Il paziente decede a causa di emorragia cerebrale massiva inoperabile causata da errata somministrazione di terapia farmacologica (Tribunale di Cassino, Sentenza n. 326/2021 del 09/03/2021 – RG n. 3526/2015)

La figlia, in qualità di una erede del paziente deceduto, cita a giudizio l’Azienda sanitaria di Frosinone, onde vederne riconosciuta la responsabilità per condotta negligente. In particolare, la paziente veniva trasportata d’urgenza presso l’ospedale dove veniva diagnosticata “emorragia cerebrale massiva inoperabile” e a distanza di una settimana la stessa decedeva.

Deducono gli attori che nel periodo precedente al ricovero la paziente continuava la terapia dialitica a cui era sottoposta e che la causa della morte era da ricondurre alla mancata correzione della terapia coagulante da parte della struttura.

Contestualmente all’inizio della terapia dialitica, alla paziente veniva somministrato un farmaco anticoagulante e che i relativi controlli sull’andamento dei parametri coagulanti (INR) si svolgevano mensilmente presso il reparto di nefrologia.

Si costituisce in giudizio la Asl di Frosinone contestando la responsabilità e chiedendo il rigetto della domanda attorea.

La causa viene istruita attraverso acquisizione documentale e CTU Medico-Legale.

Il Tribunale, preliminarmente passa al voglio il diritto dell’attrice al ristoro del danno invocato e richiama le norme costituzionali e comunitarie governanti la materia del danno da perdita del rapporto parentale.

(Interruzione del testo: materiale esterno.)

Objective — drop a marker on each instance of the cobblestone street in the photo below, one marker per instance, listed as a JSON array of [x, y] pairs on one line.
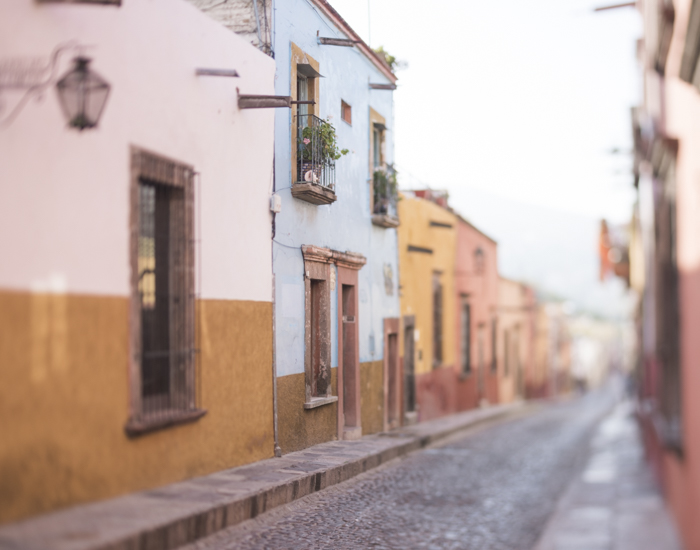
[[492, 487]]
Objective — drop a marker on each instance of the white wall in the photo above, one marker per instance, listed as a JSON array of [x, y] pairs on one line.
[[64, 194]]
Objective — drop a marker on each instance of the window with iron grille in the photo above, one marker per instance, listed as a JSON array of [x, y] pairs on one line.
[[163, 294], [466, 338], [346, 112], [437, 320], [494, 345]]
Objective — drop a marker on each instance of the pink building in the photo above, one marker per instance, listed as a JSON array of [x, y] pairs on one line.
[[665, 252], [476, 294]]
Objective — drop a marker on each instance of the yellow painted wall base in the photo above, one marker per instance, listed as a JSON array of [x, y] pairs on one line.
[[299, 428], [372, 397], [64, 392]]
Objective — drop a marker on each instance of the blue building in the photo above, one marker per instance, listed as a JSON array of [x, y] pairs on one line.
[[334, 253], [335, 256]]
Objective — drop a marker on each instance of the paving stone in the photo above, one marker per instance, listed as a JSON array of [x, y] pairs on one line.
[[170, 516], [619, 486]]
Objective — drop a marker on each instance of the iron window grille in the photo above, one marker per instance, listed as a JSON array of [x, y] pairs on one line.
[[163, 294], [385, 191], [315, 163]]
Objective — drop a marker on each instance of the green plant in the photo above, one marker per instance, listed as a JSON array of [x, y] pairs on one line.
[[319, 143], [385, 184]]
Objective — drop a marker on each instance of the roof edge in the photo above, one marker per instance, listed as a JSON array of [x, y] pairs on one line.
[[475, 228], [380, 63]]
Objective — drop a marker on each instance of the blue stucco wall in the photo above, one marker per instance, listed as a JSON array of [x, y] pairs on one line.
[[346, 224]]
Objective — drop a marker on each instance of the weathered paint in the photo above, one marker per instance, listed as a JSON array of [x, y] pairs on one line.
[[478, 287], [300, 428], [372, 380], [344, 225], [64, 398], [516, 322], [437, 243], [64, 238], [677, 114]]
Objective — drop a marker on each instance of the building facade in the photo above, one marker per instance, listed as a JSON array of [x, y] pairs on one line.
[[477, 323], [135, 288], [665, 262], [516, 312], [427, 244], [335, 256]]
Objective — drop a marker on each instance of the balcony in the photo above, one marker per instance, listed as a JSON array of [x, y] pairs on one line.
[[314, 180], [385, 213]]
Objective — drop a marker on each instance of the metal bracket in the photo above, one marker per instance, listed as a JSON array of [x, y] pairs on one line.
[[264, 101], [347, 42], [382, 86], [216, 72]]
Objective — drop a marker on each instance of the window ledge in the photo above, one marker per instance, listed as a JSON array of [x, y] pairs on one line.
[[163, 420], [320, 401], [313, 193], [385, 220]]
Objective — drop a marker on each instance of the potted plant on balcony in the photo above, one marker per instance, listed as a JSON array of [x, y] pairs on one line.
[[318, 151]]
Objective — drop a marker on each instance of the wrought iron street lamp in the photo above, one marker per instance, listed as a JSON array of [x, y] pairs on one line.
[[82, 94]]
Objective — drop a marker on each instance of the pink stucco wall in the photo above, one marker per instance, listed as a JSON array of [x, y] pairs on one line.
[[481, 292], [64, 202], [681, 476]]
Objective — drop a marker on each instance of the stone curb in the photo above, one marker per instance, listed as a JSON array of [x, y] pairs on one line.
[[182, 513]]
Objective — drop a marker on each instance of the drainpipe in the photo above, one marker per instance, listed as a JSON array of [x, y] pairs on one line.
[[278, 450], [257, 24]]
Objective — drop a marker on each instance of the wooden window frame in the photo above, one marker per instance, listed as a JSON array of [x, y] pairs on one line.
[[494, 345], [160, 170], [466, 337], [438, 299], [346, 112], [300, 57]]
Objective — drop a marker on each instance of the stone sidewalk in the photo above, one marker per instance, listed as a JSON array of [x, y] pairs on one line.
[[615, 504], [177, 514]]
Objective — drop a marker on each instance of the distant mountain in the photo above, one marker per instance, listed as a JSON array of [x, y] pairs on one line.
[[553, 250]]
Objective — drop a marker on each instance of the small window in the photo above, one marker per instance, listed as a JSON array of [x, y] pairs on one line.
[[346, 112], [466, 338], [377, 142], [494, 343], [437, 320]]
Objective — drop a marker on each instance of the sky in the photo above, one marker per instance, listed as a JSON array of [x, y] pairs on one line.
[[514, 106]]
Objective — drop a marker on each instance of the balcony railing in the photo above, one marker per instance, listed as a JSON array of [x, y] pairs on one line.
[[314, 163]]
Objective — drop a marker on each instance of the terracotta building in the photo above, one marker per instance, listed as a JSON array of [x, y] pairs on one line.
[[516, 314], [665, 252], [476, 321]]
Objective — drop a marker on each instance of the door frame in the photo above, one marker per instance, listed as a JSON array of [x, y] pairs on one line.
[[392, 326], [348, 276], [409, 321]]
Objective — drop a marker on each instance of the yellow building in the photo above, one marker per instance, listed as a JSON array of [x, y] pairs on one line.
[[427, 247]]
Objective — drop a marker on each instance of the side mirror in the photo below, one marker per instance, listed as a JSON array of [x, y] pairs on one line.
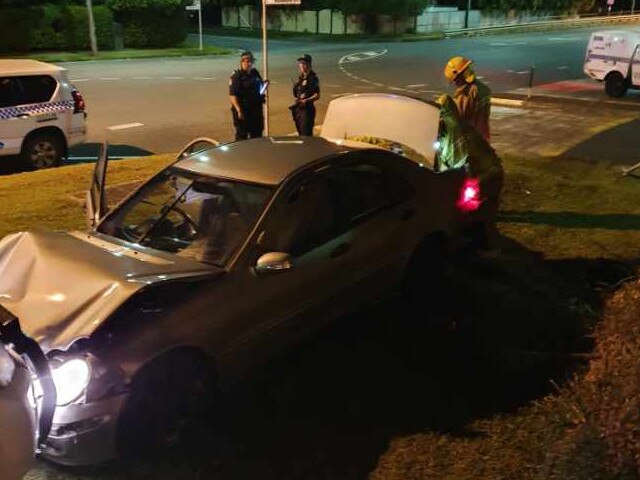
[[273, 262]]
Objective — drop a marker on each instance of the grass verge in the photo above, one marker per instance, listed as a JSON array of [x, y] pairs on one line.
[[126, 54]]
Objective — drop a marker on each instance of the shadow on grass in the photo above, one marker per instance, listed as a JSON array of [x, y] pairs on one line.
[[329, 406], [612, 221]]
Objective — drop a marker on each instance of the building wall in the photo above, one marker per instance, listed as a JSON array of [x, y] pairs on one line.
[[433, 19]]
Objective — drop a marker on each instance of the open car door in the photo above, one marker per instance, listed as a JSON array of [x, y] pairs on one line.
[[96, 201], [25, 427], [407, 121], [198, 145]]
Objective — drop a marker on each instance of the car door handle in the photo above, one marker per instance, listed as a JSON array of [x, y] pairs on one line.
[[340, 250], [407, 214]]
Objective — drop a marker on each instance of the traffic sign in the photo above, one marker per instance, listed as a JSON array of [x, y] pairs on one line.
[[283, 2]]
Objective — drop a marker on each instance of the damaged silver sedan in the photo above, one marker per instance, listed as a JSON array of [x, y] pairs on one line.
[[220, 259]]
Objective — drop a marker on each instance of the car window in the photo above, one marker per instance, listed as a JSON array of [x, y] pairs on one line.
[[9, 93], [6, 367], [307, 217], [366, 186], [37, 88]]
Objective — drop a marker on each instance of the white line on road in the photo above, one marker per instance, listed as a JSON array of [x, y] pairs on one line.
[[85, 159], [124, 126]]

Viene sottolineato come sia ormai pacifico, che in caso di perdita definitiva del rapporto parentale, ciascuno dei familiari superstiti ha diritto ad una liquidazione comprensiva dell’intero danno non patrimoniale subito, in proporzione alla durata e intensità del vissuto, nonché alla composizione del restante nucleo familiare in grado di prestare assistenza morale e materiale, avuto riguardo all’età della vittima e a quella dei familiari danneggiati, alla personalità individuale di costoro, alla loro capacità di reazione e sopportazione del trauma e ad ogni altra circostanza del caso concreto, da allegare e provare (anche presuntivamente, secondo nozioni di comune esperienza) da parte di chi agisce in giudizio, spettando alla controparte la prova contraria di situazioni che compromettono la continuità e l’intensità del rapporto familiare.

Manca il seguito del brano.